Más allá del tiempo de consumo, el enfriarlo de forma inmediata tras la cocción es uno de los factores más determinantes. La Agencia Española de Seguridad Alimentaria y Nutrición (AESAN) recomienda dividir los alimentos en recipientes pequeños y poco profundos para acelerar la bajada de temperatura antes de su refrigeración.

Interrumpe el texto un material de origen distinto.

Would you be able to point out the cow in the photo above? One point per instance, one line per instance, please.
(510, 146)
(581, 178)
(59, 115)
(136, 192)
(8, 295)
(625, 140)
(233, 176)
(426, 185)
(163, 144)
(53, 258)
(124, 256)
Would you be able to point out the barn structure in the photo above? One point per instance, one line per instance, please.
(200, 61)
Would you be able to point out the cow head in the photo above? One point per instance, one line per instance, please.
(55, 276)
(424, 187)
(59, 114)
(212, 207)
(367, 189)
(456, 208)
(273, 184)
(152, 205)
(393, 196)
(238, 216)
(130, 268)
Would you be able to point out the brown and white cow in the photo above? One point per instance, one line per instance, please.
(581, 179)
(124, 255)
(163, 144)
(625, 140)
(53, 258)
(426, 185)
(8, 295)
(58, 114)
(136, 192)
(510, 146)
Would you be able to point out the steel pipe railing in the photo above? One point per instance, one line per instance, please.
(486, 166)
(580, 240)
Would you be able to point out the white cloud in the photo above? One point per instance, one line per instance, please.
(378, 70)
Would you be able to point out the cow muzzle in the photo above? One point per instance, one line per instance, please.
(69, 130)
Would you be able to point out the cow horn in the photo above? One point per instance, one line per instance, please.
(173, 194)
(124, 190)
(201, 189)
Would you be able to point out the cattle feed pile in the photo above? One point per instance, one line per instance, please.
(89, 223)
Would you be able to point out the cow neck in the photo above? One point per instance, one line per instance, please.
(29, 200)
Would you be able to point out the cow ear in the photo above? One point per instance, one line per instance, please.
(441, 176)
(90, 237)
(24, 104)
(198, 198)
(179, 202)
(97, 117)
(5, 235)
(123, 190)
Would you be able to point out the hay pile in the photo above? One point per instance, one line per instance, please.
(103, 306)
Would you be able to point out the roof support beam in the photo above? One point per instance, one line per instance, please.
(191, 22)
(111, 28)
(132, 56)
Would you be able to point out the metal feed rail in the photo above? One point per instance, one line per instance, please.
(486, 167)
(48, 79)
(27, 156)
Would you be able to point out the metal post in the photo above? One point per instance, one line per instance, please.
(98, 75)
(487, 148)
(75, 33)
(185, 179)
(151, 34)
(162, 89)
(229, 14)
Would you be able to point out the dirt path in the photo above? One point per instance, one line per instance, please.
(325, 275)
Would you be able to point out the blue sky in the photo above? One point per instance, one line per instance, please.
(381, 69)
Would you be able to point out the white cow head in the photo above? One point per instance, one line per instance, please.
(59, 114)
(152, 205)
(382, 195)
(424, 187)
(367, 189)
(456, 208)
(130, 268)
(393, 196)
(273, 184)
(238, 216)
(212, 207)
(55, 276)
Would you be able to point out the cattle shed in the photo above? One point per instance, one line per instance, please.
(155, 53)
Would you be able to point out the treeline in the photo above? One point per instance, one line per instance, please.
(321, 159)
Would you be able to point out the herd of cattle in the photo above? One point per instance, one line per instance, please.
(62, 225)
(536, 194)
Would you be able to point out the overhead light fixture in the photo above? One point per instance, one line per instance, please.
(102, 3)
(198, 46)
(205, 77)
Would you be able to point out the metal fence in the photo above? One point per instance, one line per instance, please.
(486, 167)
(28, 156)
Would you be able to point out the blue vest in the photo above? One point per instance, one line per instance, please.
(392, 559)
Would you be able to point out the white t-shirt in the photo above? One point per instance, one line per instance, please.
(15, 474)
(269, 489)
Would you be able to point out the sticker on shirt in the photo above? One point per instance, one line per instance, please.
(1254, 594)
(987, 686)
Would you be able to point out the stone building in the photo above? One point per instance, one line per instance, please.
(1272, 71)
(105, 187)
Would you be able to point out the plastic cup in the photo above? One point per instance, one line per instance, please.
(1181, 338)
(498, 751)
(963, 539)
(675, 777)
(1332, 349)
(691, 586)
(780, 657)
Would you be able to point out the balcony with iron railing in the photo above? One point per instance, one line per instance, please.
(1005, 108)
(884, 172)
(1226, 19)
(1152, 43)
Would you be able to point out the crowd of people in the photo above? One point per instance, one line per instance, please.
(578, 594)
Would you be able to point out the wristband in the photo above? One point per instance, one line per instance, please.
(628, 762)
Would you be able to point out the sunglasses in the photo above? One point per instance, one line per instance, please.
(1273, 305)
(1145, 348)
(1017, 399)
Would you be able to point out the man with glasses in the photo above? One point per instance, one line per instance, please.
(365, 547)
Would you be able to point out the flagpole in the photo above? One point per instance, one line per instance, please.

Una vez en la nevera, es fundamental mantener una temperatura estable por debajo de 4 °C y evitar ciclos repetidos de recalentado y enfriado, ya que estos cambios favorecen la proliferación de microorganismos.

Uno de los errores más comunes es pensar que recalentar el arroz o la pasta elimina cualquier riesgo. Sin embargo, las toxinas producidas por Bacillus cereus son termoestables, lo que significa que no se destruyen completamente con el calor. Por ello, la prevención es la única estrategia realmente eficaz. 

En la práctica doméstica, la regla más segura se resume en tres pasos: refrigera lo antes posible tras la cocción, conserva en frío de forma continua y consume el arroz o la pasta en un máximo de 1 a 2 días. Más allá de ese margen, el riesgo microbiológico aumenta, incluso si el alimento parece estar en buen estado.

En definitiva, la seguridad alimentaria no depende solo del frigorífico, sino del conjunto de hábitos desde la cocción hasta el consumo final. Una gestión adecuada del tiempo es, en este caso, la clave para disfrutar de estos alimentos sin riesgos.